2.6 years ago by
Iowa State University
Jen,
Thank you for the quick response. I should let you know, I am not a well-versed bioinformaticist, so this entire pipeline is new to me and I'm really struggling with this hurdle. I did as you suggested and the job completed just fine.

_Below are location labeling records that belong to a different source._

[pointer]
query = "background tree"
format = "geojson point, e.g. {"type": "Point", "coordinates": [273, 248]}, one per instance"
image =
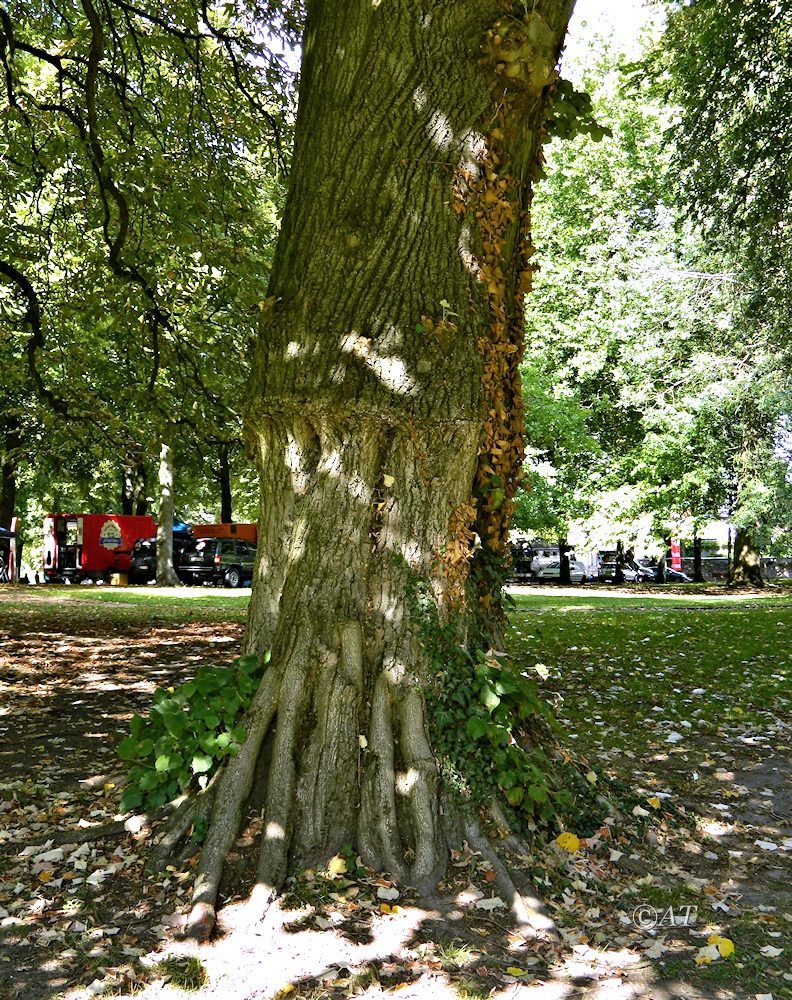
{"type": "Point", "coordinates": [146, 149]}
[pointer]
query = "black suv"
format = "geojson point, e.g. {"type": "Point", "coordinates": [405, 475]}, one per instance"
{"type": "Point", "coordinates": [143, 558]}
{"type": "Point", "coordinates": [217, 560]}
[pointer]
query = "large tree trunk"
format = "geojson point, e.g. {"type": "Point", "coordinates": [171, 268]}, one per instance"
{"type": "Point", "coordinates": [385, 414]}
{"type": "Point", "coordinates": [166, 575]}
{"type": "Point", "coordinates": [746, 567]}
{"type": "Point", "coordinates": [224, 477]}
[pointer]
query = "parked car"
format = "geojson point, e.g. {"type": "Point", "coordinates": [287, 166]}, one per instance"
{"type": "Point", "coordinates": [226, 561]}
{"type": "Point", "coordinates": [143, 560]}
{"type": "Point", "coordinates": [632, 574]}
{"type": "Point", "coordinates": [552, 571]}
{"type": "Point", "coordinates": [650, 573]}
{"type": "Point", "coordinates": [521, 559]}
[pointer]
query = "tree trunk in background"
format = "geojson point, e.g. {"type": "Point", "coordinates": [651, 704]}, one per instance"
{"type": "Point", "coordinates": [12, 442]}
{"type": "Point", "coordinates": [385, 410]}
{"type": "Point", "coordinates": [698, 572]}
{"type": "Point", "coordinates": [746, 566]}
{"type": "Point", "coordinates": [563, 552]}
{"type": "Point", "coordinates": [166, 575]}
{"type": "Point", "coordinates": [133, 487]}
{"type": "Point", "coordinates": [618, 576]}
{"type": "Point", "coordinates": [224, 475]}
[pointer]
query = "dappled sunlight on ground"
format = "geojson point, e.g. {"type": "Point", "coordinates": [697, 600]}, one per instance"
{"type": "Point", "coordinates": [688, 707]}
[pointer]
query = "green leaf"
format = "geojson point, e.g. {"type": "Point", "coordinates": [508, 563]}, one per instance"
{"type": "Point", "coordinates": [131, 799]}
{"type": "Point", "coordinates": [537, 793]}
{"type": "Point", "coordinates": [489, 698]}
{"type": "Point", "coordinates": [476, 727]}
{"type": "Point", "coordinates": [129, 748]}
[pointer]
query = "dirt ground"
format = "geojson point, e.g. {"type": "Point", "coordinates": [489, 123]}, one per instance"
{"type": "Point", "coordinates": [78, 917]}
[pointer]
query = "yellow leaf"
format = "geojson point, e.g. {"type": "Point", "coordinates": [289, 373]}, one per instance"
{"type": "Point", "coordinates": [725, 947]}
{"type": "Point", "coordinates": [337, 865]}
{"type": "Point", "coordinates": [568, 842]}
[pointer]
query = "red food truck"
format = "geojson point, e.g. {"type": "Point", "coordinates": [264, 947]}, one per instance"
{"type": "Point", "coordinates": [91, 546]}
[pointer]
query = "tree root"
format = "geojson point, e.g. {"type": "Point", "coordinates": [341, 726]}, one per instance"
{"type": "Point", "coordinates": [231, 793]}
{"type": "Point", "coordinates": [191, 809]}
{"type": "Point", "coordinates": [533, 921]}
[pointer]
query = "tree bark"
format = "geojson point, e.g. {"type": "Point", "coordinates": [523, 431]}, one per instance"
{"type": "Point", "coordinates": [133, 487]}
{"type": "Point", "coordinates": [618, 575]}
{"type": "Point", "coordinates": [166, 575]}
{"type": "Point", "coordinates": [746, 568]}
{"type": "Point", "coordinates": [224, 477]}
{"type": "Point", "coordinates": [12, 443]}
{"type": "Point", "coordinates": [563, 553]}
{"type": "Point", "coordinates": [698, 572]}
{"type": "Point", "coordinates": [385, 414]}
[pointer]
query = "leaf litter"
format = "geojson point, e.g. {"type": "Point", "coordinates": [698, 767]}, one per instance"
{"type": "Point", "coordinates": [82, 916]}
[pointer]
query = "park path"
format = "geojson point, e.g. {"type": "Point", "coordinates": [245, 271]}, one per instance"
{"type": "Point", "coordinates": [71, 676]}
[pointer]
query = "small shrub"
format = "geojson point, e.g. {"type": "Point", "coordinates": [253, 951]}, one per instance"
{"type": "Point", "coordinates": [188, 732]}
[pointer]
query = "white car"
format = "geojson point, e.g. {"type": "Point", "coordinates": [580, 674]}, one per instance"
{"type": "Point", "coordinates": [552, 571]}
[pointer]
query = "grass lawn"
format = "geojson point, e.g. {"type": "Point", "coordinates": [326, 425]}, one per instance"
{"type": "Point", "coordinates": [684, 696]}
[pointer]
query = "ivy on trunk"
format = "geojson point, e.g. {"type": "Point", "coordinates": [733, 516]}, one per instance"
{"type": "Point", "coordinates": [385, 413]}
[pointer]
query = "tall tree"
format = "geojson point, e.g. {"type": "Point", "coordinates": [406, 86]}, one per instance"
{"type": "Point", "coordinates": [385, 411]}
{"type": "Point", "coordinates": [143, 143]}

I also thought that perhaps the GFF and genome files in the directory that failed might be the problem, so I used those with the successful transcript files and the job again completed successfully. So, what that leads me to believe is that my problem resides somewhere within the transcripts.gtf files generated from cufflinks.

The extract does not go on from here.